Last week it was the turn of Cornwall Partnership NHS Trust, found by an inquiry to have abused patients for many years, while board members turned a blind eye. The Healthcare Commission hinted at suspicions that abuse was happening elsewhere. Everybody expressed disgust. Loud was the tutting and long the lamentations. But we have heard them before, and I would lay odds that we will hear them again.
Providing mental health services is one of the toughest jobs in the NHS, demanding high professional skills, but also the kind of caring that is today in short supply. When money runs short, it is the mental health trusts that feel the pinch.
Repeated accusations by the Tories that the present economy measures are falling hardest on mental health provision have been rebutted by the Government, but the mental health charity Rethink disagrees. It reported in May on £30 million of cuts in mental health services in England.
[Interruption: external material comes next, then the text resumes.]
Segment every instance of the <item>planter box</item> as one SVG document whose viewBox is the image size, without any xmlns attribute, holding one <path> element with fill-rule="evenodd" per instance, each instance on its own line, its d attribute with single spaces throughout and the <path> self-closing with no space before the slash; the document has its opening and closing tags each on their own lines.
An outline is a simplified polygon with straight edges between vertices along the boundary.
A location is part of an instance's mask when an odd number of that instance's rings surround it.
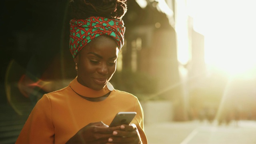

Sometimes the Government gives with one hand and takes with the other. It is committed to an expansion of “talking therapies” to reduce dependence on drugs for the depressed, but cuts in training places for therapists and long waits for cognitive behavioural therapy give the lie to the promises.
The undertaking in 2003 to provide a comprehensive child and adolescent mental health service is another casualty. Money for this initiative was not ring-fenced and has dribbled away. Meanwhile, the confusion over residential care continues. Care in the community has betrayed many who need in-patient care, as well as diverting resources.
Much of the confusion in Cornwall arose from the perception by staff that the mentally handicapped needed locking up for their own protection. But they were supposed to be in care, not in custody. It is easy to sympathise with the staff, for their confusion is shared by society generally.
The mentally ill and the mentally handicapped deserve better. They always did and, I fear, they always will.